Inquiry about proofs involving families of sets
This post does not concern a particular problem or exercise, but instead a peculiarity (for me) in one genre: proofs involving families of sets (that is, sets containing sets as elements). I have noticed that in some statements of theorems which involve families of sets, the hypothesis includes " let F and G be families of sets," whereas in others, the hypothesis is slightly altered to: "let F and G be nonempty families of sets." I have included two theorems (which I have already proven) as examples of this:
1. Suppose F and G are nonempty families of sets. Prove that U(F U G) = (UF) U (UG).
2. Suppose F and G are families of sets. Prove that U(F ∩ G) ⊆ (UF) ∩ (UG).
The difference obviously regards some property about the empty set. My original thought was that being nonempty allowed for the assertion of F or G containing some set- which arises during the course of the proof of 1. That is, x ∈ U(F U G) means there is some A ∈ F U G for which x ∈ A. But then, however, i noticed that the proof of theorem 2. also asserts the existence of some set which is an element of F (and G), without the "nonempty" portion of the hypothesis being present. Could this simply be a mistake on the part of the author, or am i missing a notion here?

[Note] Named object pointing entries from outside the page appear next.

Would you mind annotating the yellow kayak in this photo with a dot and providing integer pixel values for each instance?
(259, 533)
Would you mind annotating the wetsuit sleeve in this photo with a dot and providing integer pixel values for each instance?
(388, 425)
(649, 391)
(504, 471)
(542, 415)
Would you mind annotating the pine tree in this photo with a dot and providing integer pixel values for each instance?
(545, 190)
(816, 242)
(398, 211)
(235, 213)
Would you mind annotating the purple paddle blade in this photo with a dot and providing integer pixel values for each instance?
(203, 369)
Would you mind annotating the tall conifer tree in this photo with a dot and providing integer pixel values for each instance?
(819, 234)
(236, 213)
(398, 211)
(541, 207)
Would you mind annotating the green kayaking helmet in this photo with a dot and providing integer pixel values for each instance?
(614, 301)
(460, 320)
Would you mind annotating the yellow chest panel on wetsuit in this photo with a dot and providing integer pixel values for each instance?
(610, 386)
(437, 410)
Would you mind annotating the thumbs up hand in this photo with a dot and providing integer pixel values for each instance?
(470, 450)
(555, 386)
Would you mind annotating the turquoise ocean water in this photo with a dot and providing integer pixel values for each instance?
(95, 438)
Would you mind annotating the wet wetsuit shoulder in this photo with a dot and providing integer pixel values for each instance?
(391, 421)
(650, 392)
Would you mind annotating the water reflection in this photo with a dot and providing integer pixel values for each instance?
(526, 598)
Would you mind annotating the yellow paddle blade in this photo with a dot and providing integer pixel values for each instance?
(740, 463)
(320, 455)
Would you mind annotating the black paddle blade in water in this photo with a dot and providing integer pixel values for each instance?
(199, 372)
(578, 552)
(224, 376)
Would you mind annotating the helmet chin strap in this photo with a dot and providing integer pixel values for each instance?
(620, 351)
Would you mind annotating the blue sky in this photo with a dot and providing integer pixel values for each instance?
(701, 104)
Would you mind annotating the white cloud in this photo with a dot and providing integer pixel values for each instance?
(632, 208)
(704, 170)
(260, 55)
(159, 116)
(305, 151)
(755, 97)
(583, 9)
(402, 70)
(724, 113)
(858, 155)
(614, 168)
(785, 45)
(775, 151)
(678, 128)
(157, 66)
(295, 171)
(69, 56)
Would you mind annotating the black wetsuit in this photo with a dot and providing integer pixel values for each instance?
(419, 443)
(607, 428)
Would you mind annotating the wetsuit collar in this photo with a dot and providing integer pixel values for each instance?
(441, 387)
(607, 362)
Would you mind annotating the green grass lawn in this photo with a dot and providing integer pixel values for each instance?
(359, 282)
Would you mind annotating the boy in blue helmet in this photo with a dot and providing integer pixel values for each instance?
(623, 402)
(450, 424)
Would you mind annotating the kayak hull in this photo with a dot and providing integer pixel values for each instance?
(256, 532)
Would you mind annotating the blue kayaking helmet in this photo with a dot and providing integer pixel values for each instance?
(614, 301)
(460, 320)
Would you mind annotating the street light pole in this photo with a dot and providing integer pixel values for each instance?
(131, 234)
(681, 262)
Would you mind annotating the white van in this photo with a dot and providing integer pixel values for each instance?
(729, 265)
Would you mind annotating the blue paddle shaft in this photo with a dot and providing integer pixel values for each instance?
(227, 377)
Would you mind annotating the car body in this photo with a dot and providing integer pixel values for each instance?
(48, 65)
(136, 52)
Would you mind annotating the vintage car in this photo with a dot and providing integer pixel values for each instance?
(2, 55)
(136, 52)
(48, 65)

Re: Inquiry about proofs involving families of sets
By definition, x ∈ ⋃F iff there exists an A ∈ F such that x ∈ A. Therefore, ⋃∅ = ∅. So, both claims above are true regardless whether F and G are empty. On the other hand, x ∈ ⋂F iff for all A ∈ F it is the case that x ∈ A. If there is an assumed universal set U, then ⋂∅ = U. However, in general ⋂∅ is not defined because there is no set of all sets. Thus, the claim ⋂(F ∪ G) ⊆ ⋂F ∪ ⋂G makes sense only for nonempty F and G.
One guess why the first statement in the OP requires nonempty sets is that the author knew that either general intersections or general unions are not defined for empty families but did not want to remember which one is not defined.